Du hast deine Alben in Eigenregie herausgebracht. 2009 „Why do you love me?“, 2010 „Trips“, 2011 „New Tattoo“, 2014 „Doppelter Boden“ und 2015 „Kaleidoskop“. Welches ist dein persönlichstes Album?
Das war „New Tattoo“. Nicht weil ich mir ein neues Tattoo habe stechen lassen, das war vorher schon da, sondern weil ich den Song speziell für meinen verstorbenen Vater und meine verstorbene Oma selbst geschrieben und komponiert habe.
Wo möchtest du in zehn Jahren beruflich stehen?
Ich liebe die Musik und meinen Job. Ich hoffe, dass ich auch noch nach den nächsten zehn Jahren Musik machen kann und mich mein Publikum hören möchte. Am liebsten wäre es mir natürlich, auf der Bühne irgendwann den Löffel abzugeben, so in ca. 50 bis 60 Jahren J Und natürlich habe ich auch schon wieder Lust, etwas Neues zu machen. Leider fehlt mir da auch die Zeit und letztendlich braucht man auch die notwendige Kohle; ihr wisst ja, dass ich meine Alben in Eigenregie herausbringe.
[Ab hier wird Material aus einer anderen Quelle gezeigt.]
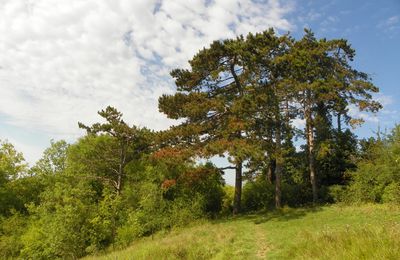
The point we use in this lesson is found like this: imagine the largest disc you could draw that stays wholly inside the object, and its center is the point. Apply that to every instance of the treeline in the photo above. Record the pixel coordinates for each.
(239, 99)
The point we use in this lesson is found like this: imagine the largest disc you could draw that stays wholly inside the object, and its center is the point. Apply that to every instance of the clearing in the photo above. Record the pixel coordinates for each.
(329, 232)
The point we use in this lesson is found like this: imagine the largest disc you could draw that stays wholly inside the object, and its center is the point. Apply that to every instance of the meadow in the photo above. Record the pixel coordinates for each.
(369, 231)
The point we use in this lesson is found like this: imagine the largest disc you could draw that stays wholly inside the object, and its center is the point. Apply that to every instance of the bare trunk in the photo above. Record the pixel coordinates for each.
(270, 170)
(121, 168)
(339, 123)
(238, 189)
(278, 167)
(311, 159)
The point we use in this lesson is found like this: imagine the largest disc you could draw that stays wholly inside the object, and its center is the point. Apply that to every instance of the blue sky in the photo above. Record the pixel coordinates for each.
(61, 61)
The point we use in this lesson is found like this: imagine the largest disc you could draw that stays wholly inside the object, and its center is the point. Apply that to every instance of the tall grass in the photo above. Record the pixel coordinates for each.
(352, 242)
(331, 232)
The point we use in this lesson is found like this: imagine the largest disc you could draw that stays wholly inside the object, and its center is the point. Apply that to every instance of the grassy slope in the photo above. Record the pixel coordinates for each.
(334, 232)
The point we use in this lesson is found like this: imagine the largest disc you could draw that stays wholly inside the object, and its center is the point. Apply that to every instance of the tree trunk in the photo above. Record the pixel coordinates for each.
(311, 159)
(238, 189)
(278, 166)
(270, 171)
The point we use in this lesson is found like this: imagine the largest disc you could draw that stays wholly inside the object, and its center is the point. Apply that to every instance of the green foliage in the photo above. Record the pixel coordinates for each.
(11, 229)
(391, 194)
(377, 176)
(258, 195)
(60, 225)
(329, 232)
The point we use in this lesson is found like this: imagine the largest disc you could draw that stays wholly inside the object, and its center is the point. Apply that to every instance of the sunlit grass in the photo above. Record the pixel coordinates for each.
(331, 232)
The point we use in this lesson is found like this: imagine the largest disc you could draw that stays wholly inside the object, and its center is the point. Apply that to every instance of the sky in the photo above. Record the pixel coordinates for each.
(61, 61)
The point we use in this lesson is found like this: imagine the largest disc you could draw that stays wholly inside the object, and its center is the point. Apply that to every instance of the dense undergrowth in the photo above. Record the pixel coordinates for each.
(369, 231)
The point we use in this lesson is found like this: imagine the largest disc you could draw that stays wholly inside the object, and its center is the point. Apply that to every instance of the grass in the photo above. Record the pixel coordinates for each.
(330, 232)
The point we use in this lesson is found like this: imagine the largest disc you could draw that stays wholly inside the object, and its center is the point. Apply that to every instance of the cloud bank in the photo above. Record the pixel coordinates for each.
(62, 61)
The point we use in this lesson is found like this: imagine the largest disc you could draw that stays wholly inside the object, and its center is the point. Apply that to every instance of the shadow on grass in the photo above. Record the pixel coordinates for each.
(284, 214)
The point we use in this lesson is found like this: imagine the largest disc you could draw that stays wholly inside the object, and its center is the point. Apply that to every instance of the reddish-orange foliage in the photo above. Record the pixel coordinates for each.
(168, 152)
(195, 176)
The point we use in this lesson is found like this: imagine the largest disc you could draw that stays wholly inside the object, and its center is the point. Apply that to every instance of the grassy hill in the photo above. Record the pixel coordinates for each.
(329, 232)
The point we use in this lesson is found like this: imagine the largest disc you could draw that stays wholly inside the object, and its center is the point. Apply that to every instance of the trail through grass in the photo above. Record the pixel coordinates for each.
(331, 232)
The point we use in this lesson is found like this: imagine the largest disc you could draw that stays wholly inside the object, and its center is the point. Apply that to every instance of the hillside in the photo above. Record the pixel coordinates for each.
(329, 232)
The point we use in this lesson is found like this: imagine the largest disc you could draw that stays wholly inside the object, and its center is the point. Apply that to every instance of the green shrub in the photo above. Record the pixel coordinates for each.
(391, 193)
(257, 195)
(337, 193)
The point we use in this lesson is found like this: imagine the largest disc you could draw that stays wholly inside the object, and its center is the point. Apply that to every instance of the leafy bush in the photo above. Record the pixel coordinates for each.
(258, 195)
(391, 193)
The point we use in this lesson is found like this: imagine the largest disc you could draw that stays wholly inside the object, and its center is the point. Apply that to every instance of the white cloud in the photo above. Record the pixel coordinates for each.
(62, 61)
(390, 25)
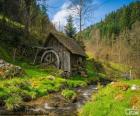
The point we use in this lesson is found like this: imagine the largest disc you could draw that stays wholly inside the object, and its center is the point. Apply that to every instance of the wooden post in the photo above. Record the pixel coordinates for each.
(36, 56)
(14, 54)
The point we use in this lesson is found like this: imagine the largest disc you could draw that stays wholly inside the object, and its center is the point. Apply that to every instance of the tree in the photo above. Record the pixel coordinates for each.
(70, 30)
(84, 10)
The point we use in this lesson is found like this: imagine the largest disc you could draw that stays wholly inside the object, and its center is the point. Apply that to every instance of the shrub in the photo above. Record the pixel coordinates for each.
(68, 94)
(13, 102)
(76, 83)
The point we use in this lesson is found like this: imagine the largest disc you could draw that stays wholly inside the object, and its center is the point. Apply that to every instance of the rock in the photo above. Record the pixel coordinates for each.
(83, 74)
(8, 70)
(51, 77)
(135, 88)
(119, 97)
(120, 85)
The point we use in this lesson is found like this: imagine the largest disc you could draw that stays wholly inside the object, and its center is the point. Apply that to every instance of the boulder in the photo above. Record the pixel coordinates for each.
(8, 70)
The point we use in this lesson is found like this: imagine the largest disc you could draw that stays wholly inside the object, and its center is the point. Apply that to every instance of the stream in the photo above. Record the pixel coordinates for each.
(56, 105)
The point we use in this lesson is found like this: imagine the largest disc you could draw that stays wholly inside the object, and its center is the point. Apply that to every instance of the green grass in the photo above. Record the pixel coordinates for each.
(36, 83)
(68, 94)
(111, 101)
(4, 54)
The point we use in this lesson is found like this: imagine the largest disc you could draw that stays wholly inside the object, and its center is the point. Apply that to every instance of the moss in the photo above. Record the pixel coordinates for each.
(110, 101)
(68, 94)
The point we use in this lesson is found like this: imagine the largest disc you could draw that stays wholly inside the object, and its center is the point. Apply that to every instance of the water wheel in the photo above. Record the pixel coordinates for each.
(50, 58)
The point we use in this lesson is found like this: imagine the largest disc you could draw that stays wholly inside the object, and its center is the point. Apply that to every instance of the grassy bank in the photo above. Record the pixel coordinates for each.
(37, 83)
(113, 100)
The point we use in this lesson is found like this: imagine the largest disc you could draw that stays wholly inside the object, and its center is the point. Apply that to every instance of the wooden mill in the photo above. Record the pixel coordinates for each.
(63, 52)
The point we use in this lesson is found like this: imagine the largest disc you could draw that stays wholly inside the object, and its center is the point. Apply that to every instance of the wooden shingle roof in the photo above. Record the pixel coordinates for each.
(68, 43)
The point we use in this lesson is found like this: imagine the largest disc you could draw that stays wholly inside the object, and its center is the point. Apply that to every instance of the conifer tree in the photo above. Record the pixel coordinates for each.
(70, 30)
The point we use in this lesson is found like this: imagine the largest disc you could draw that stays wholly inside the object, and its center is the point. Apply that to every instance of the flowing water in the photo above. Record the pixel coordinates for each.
(56, 105)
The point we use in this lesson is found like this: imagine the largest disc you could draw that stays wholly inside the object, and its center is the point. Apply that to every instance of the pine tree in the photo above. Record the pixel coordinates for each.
(70, 30)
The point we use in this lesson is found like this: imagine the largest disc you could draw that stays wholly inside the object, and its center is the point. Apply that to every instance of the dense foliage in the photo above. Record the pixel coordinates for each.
(116, 38)
(117, 21)
(70, 30)
(120, 20)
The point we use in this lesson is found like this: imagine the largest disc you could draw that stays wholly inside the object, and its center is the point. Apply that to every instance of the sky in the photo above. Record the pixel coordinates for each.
(58, 11)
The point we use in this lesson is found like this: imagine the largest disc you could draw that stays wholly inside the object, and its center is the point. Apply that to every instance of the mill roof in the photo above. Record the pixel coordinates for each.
(68, 43)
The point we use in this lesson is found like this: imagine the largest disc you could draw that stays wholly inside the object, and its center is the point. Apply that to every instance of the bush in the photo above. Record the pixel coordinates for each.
(76, 83)
(13, 102)
(68, 94)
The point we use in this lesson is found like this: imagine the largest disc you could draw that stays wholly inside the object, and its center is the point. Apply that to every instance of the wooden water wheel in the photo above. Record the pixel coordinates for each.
(50, 58)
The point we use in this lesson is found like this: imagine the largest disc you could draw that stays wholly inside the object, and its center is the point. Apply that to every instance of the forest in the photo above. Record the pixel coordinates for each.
(117, 36)
(74, 71)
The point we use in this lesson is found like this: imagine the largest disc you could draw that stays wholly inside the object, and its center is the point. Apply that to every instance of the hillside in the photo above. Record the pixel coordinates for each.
(66, 81)
(23, 25)
(117, 37)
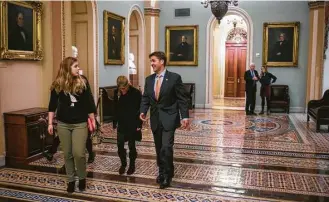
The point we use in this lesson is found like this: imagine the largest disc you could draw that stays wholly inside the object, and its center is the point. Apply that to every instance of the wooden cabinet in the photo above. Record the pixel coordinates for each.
(26, 137)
Deine beiden letzten Alben sind komplett mit deutschen Songs bestückt; wie kam es zum Wandel?
Da musste mein Produzent vom „Doppelten Boden“ schon viel Überzeugungsarbeit leisten, damit ich mich von englischsprachigen Songs abwandte. Der steht völlig auf deutsche Texte, eben weil er auch gecheckt hat, dass der Markt dafür offen ist. Er hat also immer auf mich eingeredet und irgendwann habe ich nachgegeben und es ausprobiert. Herausgekommen ist eine komplett deutschsprachige Scheibe, die ich sehr gelungen finde. Und ich fühle mich sogar sehr gut dabei, deutsche Texte zu singen.
Was war zuerst da, das Huhn (der Text) oder das Ei (die Melodie)?
Ich glaube, das ist bei jedem Komponisten anders. Bei mir entsteht zuerst der Text und dann die Melodie. Andersherum habe ich es auch ein paar Mal probiert. Das gestaltete sich für mich viel schwerer, hat aber letztendlich auch geklappt.
Mal sehen, ob du verstehst, was wir meinen: Schaut man in ein „Kaleidoskop“, sieht man „Mosaik“-ähnliche Bilder…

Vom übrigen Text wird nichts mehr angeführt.